This past July, the EORTC 26053-22054 trial, the CATNON Intergroup trial, was activated in North America by the RTOG (Radiation Therapy Oncology Group). This trial follows an already successfully conducted trial led by the RTOG (Radiation Therapy Oncology Group) but is first large trans-Atlantic trial sponsored by the EORTC in the post European Clinical Trials Directive (CTD) era. The EORTC is the lead group for this study, and the RTOG is acting as the lead group for this study in North America.
The CATNON Intergroup trial is a randomized phase III trial investigating the optimal treatment for patients with newly diagnosed non-codeleted 1p/19q anaplastic glioma. It was previously shown in the EORTC 26981-22981/NCI-C CE3 trial that combined radiotherapy and temozolomide chemotherapy provides a superior outcome for patients with newly diagnosed glioblastoma compared to adjuvant treatment with radiotherapy alone. However, other studies have suggested that the benefit of this treatment might be limited to patients with tumors having a methylated (i.e., quiescent) MGMT gene promoter, and genetic analyses have shown a clear different outcome in anaplastic oligodendroglioma with co-deleted 1p/19q. It is now known that tumors with co-deleted 1p/19q are very sensitive to chemotherapy; virtually all tumors of this type respond to procarbazine, lomustine, and vincristine chemotherapy.
A rational conclusion, then, is that treatment of anaplastic gliomas needs to take into account both the histology as well as the genotype of the tumor.

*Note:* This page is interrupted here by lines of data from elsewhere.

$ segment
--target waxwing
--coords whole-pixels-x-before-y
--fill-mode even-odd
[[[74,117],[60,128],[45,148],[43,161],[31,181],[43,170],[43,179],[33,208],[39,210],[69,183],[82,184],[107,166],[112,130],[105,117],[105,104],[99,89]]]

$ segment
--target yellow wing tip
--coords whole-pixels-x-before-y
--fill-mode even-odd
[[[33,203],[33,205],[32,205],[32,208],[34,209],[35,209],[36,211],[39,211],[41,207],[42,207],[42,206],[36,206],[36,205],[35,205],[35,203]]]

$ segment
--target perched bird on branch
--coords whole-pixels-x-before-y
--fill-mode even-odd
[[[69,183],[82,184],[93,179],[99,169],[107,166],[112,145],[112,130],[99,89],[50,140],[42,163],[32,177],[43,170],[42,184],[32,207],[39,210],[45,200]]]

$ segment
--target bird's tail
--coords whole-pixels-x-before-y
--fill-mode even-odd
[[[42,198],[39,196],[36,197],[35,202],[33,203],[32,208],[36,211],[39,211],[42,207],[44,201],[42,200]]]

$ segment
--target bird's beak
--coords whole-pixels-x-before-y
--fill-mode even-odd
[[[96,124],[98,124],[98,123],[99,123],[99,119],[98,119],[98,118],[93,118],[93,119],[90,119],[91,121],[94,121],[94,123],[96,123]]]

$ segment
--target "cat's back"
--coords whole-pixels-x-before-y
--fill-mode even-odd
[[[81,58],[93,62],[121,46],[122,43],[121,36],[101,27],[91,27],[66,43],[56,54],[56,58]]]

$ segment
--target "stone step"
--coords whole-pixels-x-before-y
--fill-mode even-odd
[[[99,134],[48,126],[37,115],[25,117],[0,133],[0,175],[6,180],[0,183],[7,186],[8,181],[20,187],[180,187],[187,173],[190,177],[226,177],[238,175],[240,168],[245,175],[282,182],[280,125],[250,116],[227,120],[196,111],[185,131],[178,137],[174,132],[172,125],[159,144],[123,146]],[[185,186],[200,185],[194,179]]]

Still, the question remains as to how these results could be translated into appropriate therapeutic options and clinical benefit for patients with non-codeleted 1p/19q anaplastic glioma, and so the CATNON study is designed to establish whether concurrent or adjuvant temozolomide will improve the outcome of patients with non-codeleted 1p/19q anaplastic gliomas and will prospectively assess the prognostic and/or predictive value of MGMT methylation in this population.
The CATNON trial currently has 187 patients registered, 103 patients randomized, 35 EORTC sites activated, and one RTOG site activated. Recruitment will continue until 748 patients are randomized.